Vereador Luis Costa solicita apoio do Ministério Público para o cumprimento da Lei do Sossego em Primavera do Leste


Da Redação

Há dois meses, várias pessoas entraram em contato com o vereador Luis Costa (PR), solicitando ajuda para que a situação de som alto, seja fiscalizado e punido. O fato tem ocorrido no loteamento Belvedere. Vários jovens, entre eles, menores, se organizam por um grupo de Whatsapp, marcando o horário em que irão se encontrar e também organizando a compra de bebidas alcoólicas. Estas pessoas ficam durante a madrugada, principalmente nos finais de semana, ouvindo som muito alto e ingerindo bebidas alcoólicas.

“Alguns moradores dos bairros próximos me procuraram para dizer que não tem condições de descansar durante a noite, já que são vários carros com som alto. Além da situação do som alto, essas pessoas consomem bebidas alcoólicas no local”. Explica o vereador Luis Costa.

Mas o problema não é apenas o som, é também o lixo. São garrafas de bebidas alcoólicas quebradas, jogadas pelo chão, garrafas pets, copos descartáveis, papel de balas, restos de comida, entre outros. E a situação é pior ainda porque nenhuma pessoa que participa da  reunião festiva recolhe os lixos, desta maneira, fica exposto no local, causando perigo a população, já que tem cacos de vidro, e também restos de alimento.

Diante da reclamação, Luis Costa recolheu declarações de moradores de Primavera do Leste, que estão sofrendo com a perturbação, anexou a um ofício com destino ao Ministério Público, na qual, solicita ao órgão competente, apoio para notificar a prefeitura a cumprir a lei do sossego, colocando a equipe de fiscalização do Código de Posturas para atender as denúncias.
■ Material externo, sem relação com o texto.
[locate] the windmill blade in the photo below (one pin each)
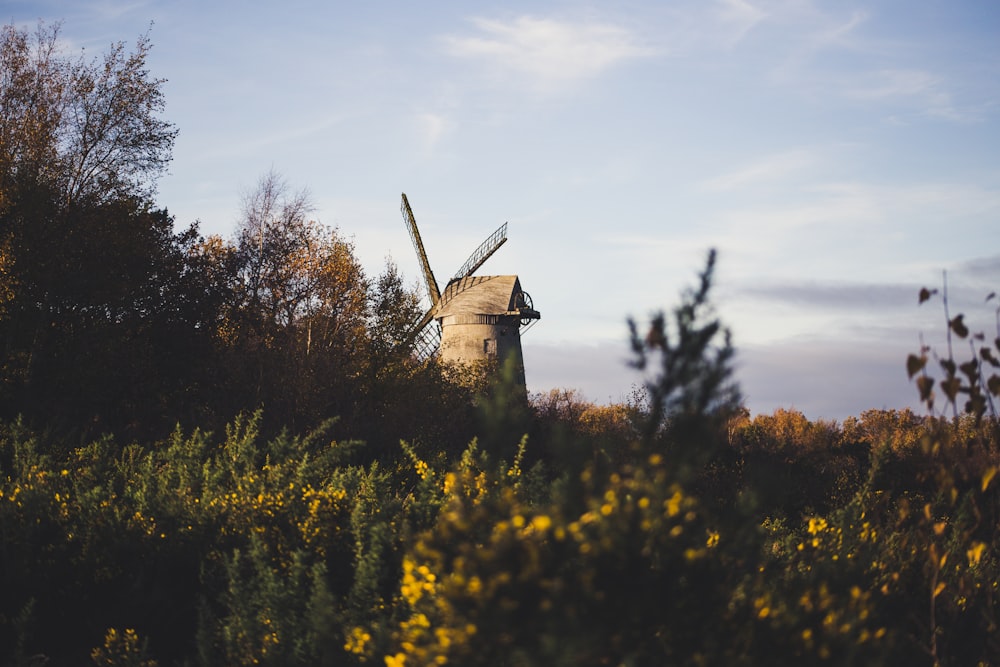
(483, 252)
(411, 224)
(425, 336)
(427, 341)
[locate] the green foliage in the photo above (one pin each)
(473, 525)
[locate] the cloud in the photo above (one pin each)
(549, 52)
(827, 378)
(835, 296)
(922, 87)
(767, 169)
(739, 15)
(433, 126)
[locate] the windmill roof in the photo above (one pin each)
(480, 295)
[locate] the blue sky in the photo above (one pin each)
(838, 155)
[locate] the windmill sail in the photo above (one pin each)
(483, 252)
(411, 224)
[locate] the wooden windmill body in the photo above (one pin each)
(476, 318)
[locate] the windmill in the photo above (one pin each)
(475, 318)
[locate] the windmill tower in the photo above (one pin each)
(476, 318)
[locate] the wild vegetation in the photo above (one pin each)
(221, 452)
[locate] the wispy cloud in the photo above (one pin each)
(548, 52)
(925, 89)
(764, 170)
(834, 295)
(740, 16)
(433, 126)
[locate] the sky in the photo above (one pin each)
(838, 156)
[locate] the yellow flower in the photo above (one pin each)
(975, 553)
(817, 525)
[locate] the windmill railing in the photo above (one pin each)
(482, 253)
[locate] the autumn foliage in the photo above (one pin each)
(222, 452)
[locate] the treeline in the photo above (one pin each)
(681, 532)
(112, 321)
(221, 452)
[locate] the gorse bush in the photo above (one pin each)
(673, 530)
(442, 517)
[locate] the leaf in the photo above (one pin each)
(915, 364)
(951, 388)
(926, 386)
(958, 326)
(988, 477)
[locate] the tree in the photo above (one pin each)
(298, 322)
(87, 129)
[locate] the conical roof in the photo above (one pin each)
(480, 295)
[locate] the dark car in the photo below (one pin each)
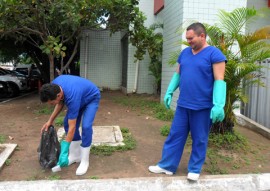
(32, 73)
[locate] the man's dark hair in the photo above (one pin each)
(198, 28)
(49, 92)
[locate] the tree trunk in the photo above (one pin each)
(51, 59)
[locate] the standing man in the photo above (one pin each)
(81, 98)
(200, 77)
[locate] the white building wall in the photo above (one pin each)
(101, 58)
(258, 106)
(178, 12)
(145, 83)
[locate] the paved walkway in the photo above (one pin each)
(248, 182)
(112, 135)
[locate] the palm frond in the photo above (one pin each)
(234, 22)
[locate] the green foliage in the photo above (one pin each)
(54, 27)
(165, 130)
(2, 139)
(104, 150)
(229, 141)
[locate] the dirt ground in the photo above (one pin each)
(21, 123)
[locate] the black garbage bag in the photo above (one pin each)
(49, 148)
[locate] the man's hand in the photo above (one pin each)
(45, 126)
(219, 99)
(174, 84)
(167, 100)
(63, 158)
(217, 114)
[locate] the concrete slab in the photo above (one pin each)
(8, 150)
(102, 135)
(246, 182)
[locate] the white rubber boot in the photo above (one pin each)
(74, 152)
(83, 167)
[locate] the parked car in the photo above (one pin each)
(3, 89)
(14, 82)
(32, 73)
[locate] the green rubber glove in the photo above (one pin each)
(63, 158)
(174, 84)
(219, 99)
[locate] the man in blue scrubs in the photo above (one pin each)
(81, 98)
(200, 78)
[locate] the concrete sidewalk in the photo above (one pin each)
(247, 182)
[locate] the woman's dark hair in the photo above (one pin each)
(198, 28)
(49, 92)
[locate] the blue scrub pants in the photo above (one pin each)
(198, 123)
(88, 113)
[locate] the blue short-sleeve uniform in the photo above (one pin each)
(78, 92)
(81, 96)
(192, 114)
(197, 78)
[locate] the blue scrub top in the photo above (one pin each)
(197, 77)
(78, 92)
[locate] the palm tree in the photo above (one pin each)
(244, 51)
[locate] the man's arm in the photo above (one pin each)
(219, 70)
(219, 93)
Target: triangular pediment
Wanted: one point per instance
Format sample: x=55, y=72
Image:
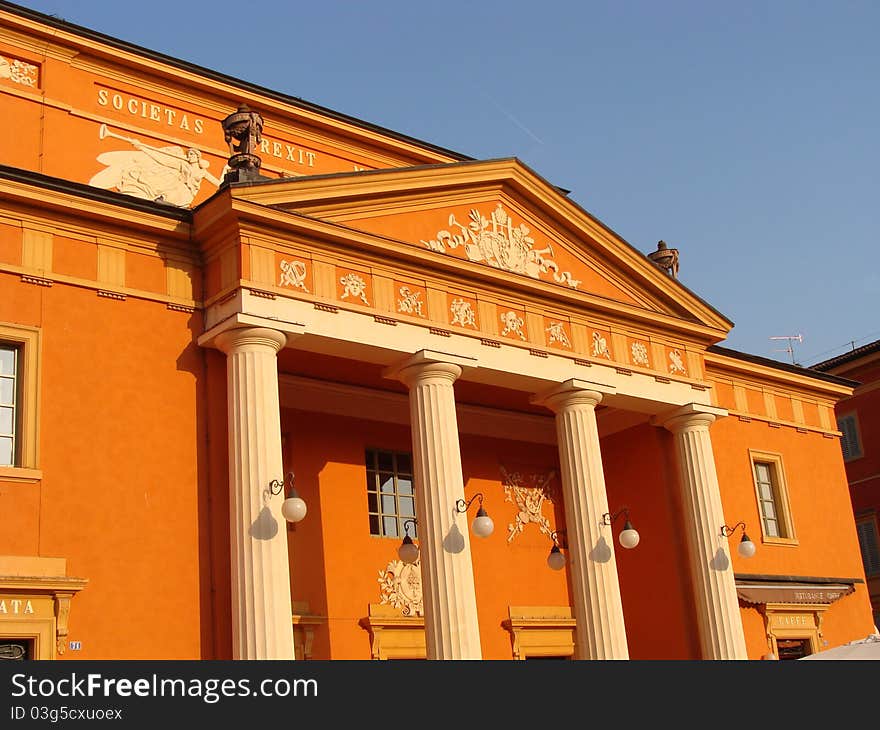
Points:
x=498, y=214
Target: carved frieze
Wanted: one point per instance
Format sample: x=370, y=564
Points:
x=527, y=491
x=496, y=241
x=400, y=585
x=19, y=72
x=293, y=273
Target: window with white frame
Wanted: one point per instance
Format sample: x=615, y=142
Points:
x=9, y=417
x=850, y=442
x=869, y=543
x=390, y=497
x=772, y=494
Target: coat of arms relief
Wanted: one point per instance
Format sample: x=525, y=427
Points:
x=496, y=241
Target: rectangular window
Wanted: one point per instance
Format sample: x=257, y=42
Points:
x=9, y=419
x=869, y=543
x=772, y=494
x=390, y=496
x=850, y=442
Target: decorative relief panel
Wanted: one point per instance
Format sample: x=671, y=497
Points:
x=527, y=491
x=557, y=335
x=512, y=325
x=463, y=312
x=353, y=286
x=400, y=585
x=19, y=72
x=496, y=241
x=411, y=300
x=293, y=274
x=599, y=345
x=676, y=362
x=639, y=354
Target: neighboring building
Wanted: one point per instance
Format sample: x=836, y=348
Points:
x=409, y=332
x=858, y=419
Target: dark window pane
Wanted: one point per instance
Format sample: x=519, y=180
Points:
x=386, y=462
x=7, y=361
x=404, y=464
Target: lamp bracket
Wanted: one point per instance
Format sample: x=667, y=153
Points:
x=609, y=519
x=462, y=506
x=276, y=486
x=728, y=531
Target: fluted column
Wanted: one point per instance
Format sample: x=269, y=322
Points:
x=598, y=611
x=720, y=623
x=451, y=627
x=261, y=604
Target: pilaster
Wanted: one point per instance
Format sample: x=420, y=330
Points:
x=720, y=622
x=451, y=626
x=600, y=630
x=261, y=603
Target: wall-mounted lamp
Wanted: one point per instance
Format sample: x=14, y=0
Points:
x=482, y=525
x=408, y=552
x=294, y=507
x=746, y=547
x=628, y=537
x=556, y=558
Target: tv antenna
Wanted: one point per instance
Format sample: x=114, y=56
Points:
x=790, y=349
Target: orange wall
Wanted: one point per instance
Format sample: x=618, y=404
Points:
x=821, y=514
x=335, y=562
x=658, y=602
x=119, y=446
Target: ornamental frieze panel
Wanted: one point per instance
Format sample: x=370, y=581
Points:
x=353, y=287
x=528, y=490
x=410, y=299
x=463, y=312
x=400, y=586
x=19, y=72
x=494, y=238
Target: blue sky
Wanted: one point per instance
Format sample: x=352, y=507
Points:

“O MP vai solicitar que a Prefeitura atue neste caso, porque é responsabilidade do executivo a fiscalização sonora em relação à lei do sossego. Também enviei ofícios a Polícia Militar e Civil, solicitando apoio para a realização de blitz punitivas. Outros ofícios foram encaminhados para a Vara Especializada da Infância e Juventude e Conselho Tutelar, já que existem denúncias de que menores estariam no local ingerindo bebidas alcoólicas, e por fim, enviei ao executivo e ao setor de fiscalização, para que assim eles reconheçam que existe um problema e que precisa ser sanado, porque todos nós vivemos em sociedade e precisamos ser éticos e morais para respeitar o direito do próximo”. Esclarece Luis.

O legislador ressalta ainda, que em relação ao lixo deixado pelas pessoas no local, como forma de conscientização, a sugestão é que se forem pegos jogando lixo em local proibido, como punição, as próprias pessoas que realizem a limpeza.

Existe uma discussão entre o poder executivo, legislativo, e alguns jovens sobre um possível local para se ouvir som alto, mas ainda não houve nenhum projeto apresentado à sociedade.